Note that all of the talks from this Spark Summit will be freely available on the official site, expected the 4th of November.

1. Deep Learning support

This is one of the coolest additions for Spark. Using Tensorframes, which are basically a wrapper around the TensorFlow framework, it is possible to utilize the GPUs that might be available on worker nodes for the purpose of training deep neural networks. In fact, all machine learning algorithms implemented in TensorFlow should become available this way.

The idea is to utilize Spark’s distributed features to (horizontally) distribute relevant input parameters over the worker nodes, and then use TensorFlow to (vertically) optimise computations for specific node hardware including GPUs. This is especially handy if you want to run compute intensive parameter tuning jobs for your machine learning model.

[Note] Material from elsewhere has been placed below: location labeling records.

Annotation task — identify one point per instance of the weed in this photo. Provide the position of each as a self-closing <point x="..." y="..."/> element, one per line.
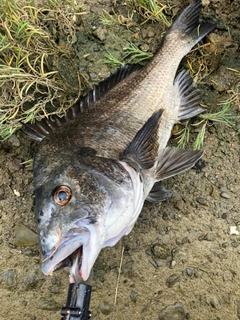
<point x="33" y="83"/>
<point x="150" y="10"/>
<point x="114" y="62"/>
<point x="135" y="55"/>
<point x="223" y="116"/>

One of the key features that enables data passing between TensorFlow and Spark efficiently is the new Spark columnar in-memory storage format. This helps porting between TensorFlow as well as other machine learning frameworks who use vectorized (column-wise) data structures to operate on, as opposed to Spark’s default row-based format.

Deep Learning on Spark with TensorFrames
Deep Learning on Spark with TensorFrames

Related recommended talks to watch: TensorFrames: Deep Learning with TensorFlow on Apache Spark

2. Spark Performance improvements

Since Spark was first released many new features have been introduced, but run-time performance optimizations were not yet touched upon. Most of the code responsible for the actual execution of computations in a Spark job consisted of many virtual function calls (a by-product of Object Oriented programming in Scala). Many standard operations in Spark code are highly generic, but therefore hard to optimize for the Scala compiler and at run-time by the CPU (e.g. branch-prediction is hard). To solve these problems, Tungsten was developed. This is a whole-stage at run-time code generation component that first inspects the whole Spark job end-to-end, then generates code that is optimised for the particular job instead of the job being highly generic.

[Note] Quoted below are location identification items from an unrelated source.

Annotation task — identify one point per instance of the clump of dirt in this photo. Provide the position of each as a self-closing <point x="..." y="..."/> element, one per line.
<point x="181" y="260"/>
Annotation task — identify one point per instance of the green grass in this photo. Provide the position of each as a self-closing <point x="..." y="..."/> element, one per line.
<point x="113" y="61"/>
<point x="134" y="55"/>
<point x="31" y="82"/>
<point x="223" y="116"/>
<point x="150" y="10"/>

Tungsten CodeGen Spark 2.0
Tungsten CodeGen Spark 2.0

Specifically for Spark SQL, Spark 2.0 also comes with improvements to the component that selects which operations are actually selected to be part of the job. This is the Catalyst SQL query plan optimizer, which defines strategies on which operations to use. For example, for joining two tables, multiple types of JOIN operations could be used ranging from a map-side join using broadcasts to fully distributed cartesian product joins. Tungsten and Catalyst are complementary components. Catalyst first optimises the query plan for a job, then Tungsten generates highly optimized code for each of the operations inside that job.

Catalyst Optimizer Spark 2.0
Catalyst Optimizer Spark 2.0

Related recommended talks to watch: Spark’s Performance: The Past, Present, and Future (Tungsten), A Deep Dive into the Catalyst Optimizer (Catalyst)

3. Productionizing your model

As more companies start implementing data science for their business, they realise they need to integrate their machine learning models with their existing workflows and infrastructure to get a return on their investment. However, most of the models data scientists create are not suitable to be put into production directly. Using software libraries like MLeap or H2O allows data scientists to export their machine learning models to a standardised format that can be easily integrated in (existing) big data pipelines. In addition the companies backing these libraries try to provide users with a platform that makes deployment to production easier, even going as far as providing a one-click production deployment solution.

MLeap Vision
MLeap Vision

Related recommended talks to watch: MLeap and Combust.ML: Deploying Machine Learning Models to Production (MLeap), Sparkling Water 2.0: The Next Generation of Machine Learning on Apache Spark (H2O)

4. Online machine learning with structured streaming

Sadly I was not fast enough to make a screen for this topic. But nevertheless this is one of the nicest talks I have attended at the Spark Summit. Most of the machine learning libraries are focused on training models in batch. This limits models that are already implemented in real-time big data processing pipelines, because they cannot adapt to fresh data in near real-time.

However, more effort is put in to make online training possible using Spark Streaming. This means a model can be updated in near real-time whenever the big data pipeline feeds it new data.

The technical implementation in Structured Spark Streaming is roughly as follows:

  1. A distributed cache (such as Redis or Glint, see point 5) is used to store the most recent model
  2. Whenever new data comes in this model is distributed to all Spark Streaming workers.
  3. Each of the workers performs one training step using the model and their own input data, resulting in N (number of workers) new models.
  4. In the reduce step these N new models are aggregated (using a user defined function) to one new model that is stored in the cache again.

This looks very promising, but take note that the caveat is in the details of choosing a good aggregation function.

Related recommended talks to watch: Online Learning with Structured Streaming

5. Factorization Machines and Parameter servers

One of the more recent development in machine learning is Factorization Machines. This machine learning algorithm is especially suitable for very sparse datasets, but no distributed implementation was yet available. In one of the talks this was introduced, as well as the Glint parameter server.

The Glint parameter server is a Spark-optimized distributed cache for storing common machine learning parameter data structures. This component should prove useful for making more embedded distributed machine learning implementation possible in the future.

Factorization Machines on Spark with GlintFM
Factorization Machines on Spark with GlintFM

Related recommended talks to watch: Scaling Factorization Machines on Spark Using Parameter Servers , Glint: An Asynchronous Parameter Server for Spark

--

--